Allerdings gibt es sicherlich noch ein Anwendungsgebiet, welchem viele Anwender täglich frönen: Computerspiele. Meist ist es genau dieser Bereich – die Gamerszene – den Hersteller von Zubehör aus dem Kühlerbereich besonders ansprechen möchten. Wir haben darum für den heutigen Test zusätzlich noch einen Spieletitel herausgepickt, welcher exemplarisch diesen Praxistest abdecken soll. Dabei haben wir durch vorige Selektion einen Vertreter gewählt, welcher den Prozessor hinreichend belastet, ohne dabei vollkommen CPU-lastig zu sein. Eine große Zahl der aktuellen Spieletitel sollte den Prozessor nicht in einem solchen Maße fordern, wie wir es in unserem Test tun.

Bild: Phanteks PH-TC14PE im Test

Skyrim – Testszene Rifton


Bei der CPU-Auslastung erkennen wir, dass vorrangig zwei Kerne der CPU genutzt werden, die Last auf einem dritten Kern fällt dagegen geringer aus und auf dem vierten CPU-Kern noch einmal geringer. Nichtsdestotrotz steigt in diesem Test natürlich die Temperatur aller vier Kerne gleich an.

Die jeweils ermittelten Kerntemperaturen nach 15 Minuten Last addieren wir und bilden dann daraus einen Mittelwert, welchen wir in den späteren Diagrammen abbilden werden.

Lüftersteuerung:

Auf den heutigen Hauptplatinen bieten alle Hersteller Lüfterregelungen für die Fan-Anschlüsse an. Untereinander haben diese aber meist nichts gemein und so ist die Lüfterregelung bei ASUS sicherlich eine Andere, als beispielsweise bei ASrock, Gigabyte oder MSI. Vorgaben vom CPU-Hersteller gibt es nicht und daher kocht jeder Hersteller sein eigenes Süppchen.

Beim hier zum Einsatz kommenden ASUS Maximus IV Gene-Z/Gen3 bietet der Hersteller mehrere vorgegebene Profile, das Deaktivieren der Steuerung und natürlich manuelle Profile.


Bild: Phanteks PH-TC14PE im Test
Bild: Phanteks PH-TC14PE im Test
Bild: Phanteks PH-TC14PE im Test


Um unter Windows Einfluss nehmen zu können und nicht immer wieder das BIOS besuchen zu müssen, verwenden wir die ASUS AI Suite II und deren dort beinhaltete Tools. Wir messen bei den Testkandidaten einmal die PWM-gesteuerten Lüfter im Modus "Silent" und einmal bei deaktivierter Lüftersteuerung, was dann der maximalen Förderleistung des Lüfters entspricht – und natürlich dem höchsten Betriebsgeräusch.
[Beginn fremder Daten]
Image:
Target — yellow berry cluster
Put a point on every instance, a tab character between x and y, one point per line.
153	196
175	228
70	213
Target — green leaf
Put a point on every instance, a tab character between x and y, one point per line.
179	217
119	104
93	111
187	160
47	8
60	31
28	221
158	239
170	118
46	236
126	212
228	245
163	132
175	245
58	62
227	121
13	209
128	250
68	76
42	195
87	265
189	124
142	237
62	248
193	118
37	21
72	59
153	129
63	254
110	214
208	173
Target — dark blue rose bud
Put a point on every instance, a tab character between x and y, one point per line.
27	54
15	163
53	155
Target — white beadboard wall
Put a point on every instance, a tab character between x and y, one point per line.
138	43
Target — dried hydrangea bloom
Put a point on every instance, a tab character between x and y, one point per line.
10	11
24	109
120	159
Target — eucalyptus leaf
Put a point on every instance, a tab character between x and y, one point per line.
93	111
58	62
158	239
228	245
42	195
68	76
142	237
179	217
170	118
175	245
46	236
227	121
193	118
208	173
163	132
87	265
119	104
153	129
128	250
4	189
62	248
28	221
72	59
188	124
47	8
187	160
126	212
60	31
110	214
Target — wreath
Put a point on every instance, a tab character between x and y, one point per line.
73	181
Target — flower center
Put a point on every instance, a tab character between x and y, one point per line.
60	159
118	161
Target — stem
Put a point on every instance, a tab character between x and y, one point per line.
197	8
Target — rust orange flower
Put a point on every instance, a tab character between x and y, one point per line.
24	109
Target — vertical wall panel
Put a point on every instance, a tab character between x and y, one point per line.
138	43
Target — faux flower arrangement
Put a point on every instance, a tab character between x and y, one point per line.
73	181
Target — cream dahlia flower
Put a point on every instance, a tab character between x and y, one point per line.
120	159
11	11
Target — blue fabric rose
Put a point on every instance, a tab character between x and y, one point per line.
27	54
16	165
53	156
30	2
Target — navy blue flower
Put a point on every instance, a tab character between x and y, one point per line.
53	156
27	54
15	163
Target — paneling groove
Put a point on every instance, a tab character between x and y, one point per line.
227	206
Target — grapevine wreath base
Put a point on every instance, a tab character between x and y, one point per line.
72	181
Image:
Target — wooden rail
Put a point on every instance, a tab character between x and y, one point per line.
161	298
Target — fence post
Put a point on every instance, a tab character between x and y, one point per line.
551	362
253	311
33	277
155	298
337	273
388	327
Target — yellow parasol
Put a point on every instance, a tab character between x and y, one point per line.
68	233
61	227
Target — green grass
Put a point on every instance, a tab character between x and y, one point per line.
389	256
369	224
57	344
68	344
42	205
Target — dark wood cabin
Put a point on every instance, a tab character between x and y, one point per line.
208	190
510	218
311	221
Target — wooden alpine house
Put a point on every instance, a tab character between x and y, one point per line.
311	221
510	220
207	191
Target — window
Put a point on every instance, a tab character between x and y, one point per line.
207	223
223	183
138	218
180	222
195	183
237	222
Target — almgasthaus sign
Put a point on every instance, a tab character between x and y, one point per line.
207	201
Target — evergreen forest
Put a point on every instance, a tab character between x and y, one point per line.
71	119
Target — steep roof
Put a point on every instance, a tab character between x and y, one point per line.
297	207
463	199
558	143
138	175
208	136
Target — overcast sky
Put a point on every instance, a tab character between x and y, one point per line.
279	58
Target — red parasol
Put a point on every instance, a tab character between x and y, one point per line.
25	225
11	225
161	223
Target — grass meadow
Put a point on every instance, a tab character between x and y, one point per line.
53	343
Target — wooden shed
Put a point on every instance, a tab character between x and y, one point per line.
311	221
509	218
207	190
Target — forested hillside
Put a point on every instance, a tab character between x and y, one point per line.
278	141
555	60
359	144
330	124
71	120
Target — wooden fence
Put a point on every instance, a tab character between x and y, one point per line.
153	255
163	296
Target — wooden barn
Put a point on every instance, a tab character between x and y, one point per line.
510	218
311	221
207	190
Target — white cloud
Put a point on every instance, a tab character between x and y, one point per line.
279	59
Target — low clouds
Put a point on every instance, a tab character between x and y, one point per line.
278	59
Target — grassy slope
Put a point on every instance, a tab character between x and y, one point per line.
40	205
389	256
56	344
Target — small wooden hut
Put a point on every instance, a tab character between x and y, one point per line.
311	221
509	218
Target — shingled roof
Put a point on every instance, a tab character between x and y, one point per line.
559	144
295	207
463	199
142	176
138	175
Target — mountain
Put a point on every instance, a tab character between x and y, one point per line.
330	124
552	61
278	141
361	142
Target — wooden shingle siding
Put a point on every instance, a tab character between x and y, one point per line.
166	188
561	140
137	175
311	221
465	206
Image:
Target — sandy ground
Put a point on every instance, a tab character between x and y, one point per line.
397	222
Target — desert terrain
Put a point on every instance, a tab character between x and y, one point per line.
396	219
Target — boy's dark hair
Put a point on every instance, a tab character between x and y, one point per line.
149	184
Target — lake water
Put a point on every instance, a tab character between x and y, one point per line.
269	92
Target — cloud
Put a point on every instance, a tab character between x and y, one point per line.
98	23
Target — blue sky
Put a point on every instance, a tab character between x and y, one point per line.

Moderne Kühler kommen in aller Regel mit passenden Vier-Pin-PWM-Lüftern daher, in wenigen Fällen kommt es aber auch vor, dass der Hersteller nur auf 3-Pin-Lüfter setzt. In diesem Zusammenhang zeigt die ASUS-Hauptplatine eine kleine Besonderheit, denn die Regelung bei 3-Pin-Modellen erfolgt auf etwas andere Weise und es werden meist auch keine solch niedrigen Drehzahlen wie bei gepulsten Lüftern angelegt. In diesen Fällen testen wir dann zusätzlich noch ein manuell vorgegebenes Profil.